Fast-forward to Ogden, 2006. The hallways are abuzz with another exciting idea, which promises to be the most important development in our city since the arrival of the railroad, bringing new prosperity to one and all. I'm referring, of course, to the proposal to build a resort in Malan's Basin and a pair of gondolas connecting it to downtown, financed by a new foothill residential development around a redesigned Mt. Ogden Golf Course.
The extraordinary claims in this case are many:
- A small, remote ski area on very steep terrain will be economically viable.
- 350 condominiums can be built in a narrow mountain valley without creating geological hazards.
- The resort will not require a road for construction or emergency access.
- A high-tech sewage treatment system will make it safe to discharge wastewater into Malan’s Falls and pack out solid waste by gondola.
- Modest-sized homes on Ogden's east bench will sell for nearly a million dollars each.
- Moving the golf course onto steeper mountain slopes will make it more playable.
- Adding 400 homes and six miles of streets to the east bench will improve our trail system.

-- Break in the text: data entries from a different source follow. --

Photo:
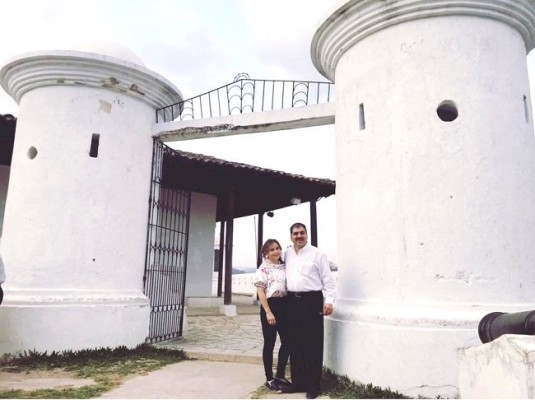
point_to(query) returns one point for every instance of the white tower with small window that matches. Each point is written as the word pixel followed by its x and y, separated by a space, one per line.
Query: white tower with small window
pixel 435 182
pixel 75 226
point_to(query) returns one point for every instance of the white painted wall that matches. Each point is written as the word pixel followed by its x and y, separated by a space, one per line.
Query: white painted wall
pixel 75 226
pixel 4 181
pixel 435 219
pixel 201 245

- Tourists will be eager to park downtown and take a 36-minute gondola ride to the resort.
- The gondola can double as a practical means of urban mass transit.
Just as with cold fusion, there's a natural tendency to want to believe these wonderful claims—and we can't be absolutely sure that any of them are false. But again, extraordinary claims require extraordinary proof. Even if we generously grant each of these nine claims an independent 50% chance of being true, the odds of them all being true are less than one in 500.
Several other parallels to the cold fusion story are equally striking:
- The proposal is being pitched directly to the media and the public, before being scrutinized by experts.
- There exists no formal description of how it all supposedly works.
- The chief proponents, though not total amateurs, lack the credentials we would ordinarily expect.
- The proponents have been elusive, declining to answer technical questions on the record.
- A legislative body may be asked to endorse the project before we know whether it's feasible.
Disturbingly, some proponents of the Ogden development project are even taking the first steps from foolishness toward fraud, spreading misinformation about such things as the Snowbasin connection and alternative transit proposals.
Whether this story will continue to parallel that of cold fusion remains to be seen. Let's hope, at least, that decision makers will wait for more facts before giving any endorsements. If they don't, there's an excellent chance that Ogden will become the butt of jokes for decades to come.
Dan Schroeder is a professor of physics at Weber State University. In his spare time he does volunteer work for the Sierra Club and the Ogden Trails Network Committee.